Hi, I’m facing a weird problem. Here I use the ultralytics model to run object detection, it gives reasonable results with predicted bonding box. Later I rebuilt the model without reading that yaml file, because it’s random weights, it gives bonding box with 0 value inside. And then the weird thing happens, when I load parameters from the pretrained ultralytics model to the rebuilt model, it gives empty bounding box. And I randomly checked the maximum loaded parameters of the rebuilt model and the pretrained one, it’s same. I don’t know what happened, but I’m sure it the problem of parameter transfer problem. Here’s the loading code I used. Hope anyone can help me. Thank you so much, I really appreciate it.
rebuilt_model.conv1.load_state_dict(pretrain_model.model._modules[‘model’][0].state_dict())
rebuilt_model.conv2.load_state_dict(pretrain_model.model._modules[‘model’][1].state_dict())
rebuilt_model.c2f1.load_state_dict(pretrain_model.model._modules[‘model’][2].state_dict())
rebuilt_model.conv3.load_state_dict(pretrain_model.model._modules[‘model’][3].state_dict())
rebuilt_model.c2f2.load_state_dict(pretrain_model.model._modules[‘model’][4].state_dict())

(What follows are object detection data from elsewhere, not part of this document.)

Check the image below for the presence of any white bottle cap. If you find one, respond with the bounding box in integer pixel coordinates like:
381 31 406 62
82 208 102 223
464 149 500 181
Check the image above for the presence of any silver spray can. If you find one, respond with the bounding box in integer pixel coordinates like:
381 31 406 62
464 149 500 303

rebuilt_model.conv4.load_state_dict(pretrain_model.model._modules[‘model’][5].state_dict())
rebuilt_model.c2f3.load_state_dict(pretrain_model.model._modules[‘model’][6].state_dict())
…
Sorry, later I tried remove detect layer parameter transfer code, and now it can give bounding box with 0 values, but I want the model outputs the bounding box same as pretrained model, can someone help me? Thank you so much again.
In your code snippet it seems you are loading state_dict
s for a few specific layers not all modules. Could you explain why loading the “full” state_dict
won’t work as I would speculate a few layers might be missed and are thus still randomly initialized.

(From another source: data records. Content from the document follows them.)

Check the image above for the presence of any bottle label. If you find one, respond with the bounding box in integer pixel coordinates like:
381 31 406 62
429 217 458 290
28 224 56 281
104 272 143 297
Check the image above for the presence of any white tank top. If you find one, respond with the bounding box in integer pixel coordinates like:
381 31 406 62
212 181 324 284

Hi, thank you so much for your reply. Actually I load parameters block by block, I just show part of the blocks. I’ve loaded all the 22 blocks. Just the last block detection block is where the problem happens, I feel.

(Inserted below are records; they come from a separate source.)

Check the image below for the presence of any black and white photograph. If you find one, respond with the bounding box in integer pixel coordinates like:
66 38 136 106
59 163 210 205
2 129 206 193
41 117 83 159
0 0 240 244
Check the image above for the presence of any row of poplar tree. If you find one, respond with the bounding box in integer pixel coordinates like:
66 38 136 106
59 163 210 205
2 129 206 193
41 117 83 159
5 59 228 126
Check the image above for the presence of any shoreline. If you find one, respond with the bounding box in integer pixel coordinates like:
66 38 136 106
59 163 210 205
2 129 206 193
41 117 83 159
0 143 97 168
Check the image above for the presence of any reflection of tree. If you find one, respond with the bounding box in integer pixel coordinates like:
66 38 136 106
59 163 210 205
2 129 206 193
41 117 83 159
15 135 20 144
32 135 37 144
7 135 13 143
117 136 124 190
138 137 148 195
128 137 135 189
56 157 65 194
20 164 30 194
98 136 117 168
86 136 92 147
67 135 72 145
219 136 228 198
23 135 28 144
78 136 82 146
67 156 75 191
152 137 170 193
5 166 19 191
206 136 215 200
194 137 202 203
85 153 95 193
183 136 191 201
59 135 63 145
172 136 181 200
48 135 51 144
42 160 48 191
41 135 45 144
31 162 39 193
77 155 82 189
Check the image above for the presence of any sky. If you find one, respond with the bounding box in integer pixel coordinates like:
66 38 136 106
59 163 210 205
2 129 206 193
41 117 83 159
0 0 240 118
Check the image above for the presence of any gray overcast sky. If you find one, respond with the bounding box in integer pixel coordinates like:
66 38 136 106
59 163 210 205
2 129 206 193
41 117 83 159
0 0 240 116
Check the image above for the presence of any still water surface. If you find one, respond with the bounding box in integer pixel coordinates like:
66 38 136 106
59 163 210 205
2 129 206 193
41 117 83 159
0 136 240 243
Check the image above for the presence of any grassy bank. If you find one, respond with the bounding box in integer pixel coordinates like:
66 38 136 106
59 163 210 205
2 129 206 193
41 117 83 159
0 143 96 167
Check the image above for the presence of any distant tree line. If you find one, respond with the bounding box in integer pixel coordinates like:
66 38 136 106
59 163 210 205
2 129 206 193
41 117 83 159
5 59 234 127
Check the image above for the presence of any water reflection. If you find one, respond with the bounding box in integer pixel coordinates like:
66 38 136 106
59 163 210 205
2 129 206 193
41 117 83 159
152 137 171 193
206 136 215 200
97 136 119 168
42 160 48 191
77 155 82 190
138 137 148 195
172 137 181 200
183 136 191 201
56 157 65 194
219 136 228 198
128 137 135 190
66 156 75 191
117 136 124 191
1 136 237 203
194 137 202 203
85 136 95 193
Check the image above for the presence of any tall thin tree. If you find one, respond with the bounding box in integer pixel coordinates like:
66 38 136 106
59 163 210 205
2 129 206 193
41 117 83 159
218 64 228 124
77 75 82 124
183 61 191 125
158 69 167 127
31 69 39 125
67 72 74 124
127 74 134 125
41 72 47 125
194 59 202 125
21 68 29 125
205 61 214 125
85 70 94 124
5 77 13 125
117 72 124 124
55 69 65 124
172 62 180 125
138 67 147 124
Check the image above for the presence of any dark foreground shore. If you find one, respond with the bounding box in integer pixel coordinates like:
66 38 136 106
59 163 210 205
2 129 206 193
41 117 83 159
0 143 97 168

rebuilt_model.detect.load_state_dict(pretrain_model.model._modules[‘model’][22].state_dict())
Could you explain why you feel this block fails? Do you see any errors os warnings when loading the parameters?
I’m so sorry, seems there’s block I mistakely put a shortcut. But state_dict function can’t detect the mismatch. Thank you for your quick and kind answer.
I’m unsure if I understand your response correctly, but is this difference in your model causing the issue?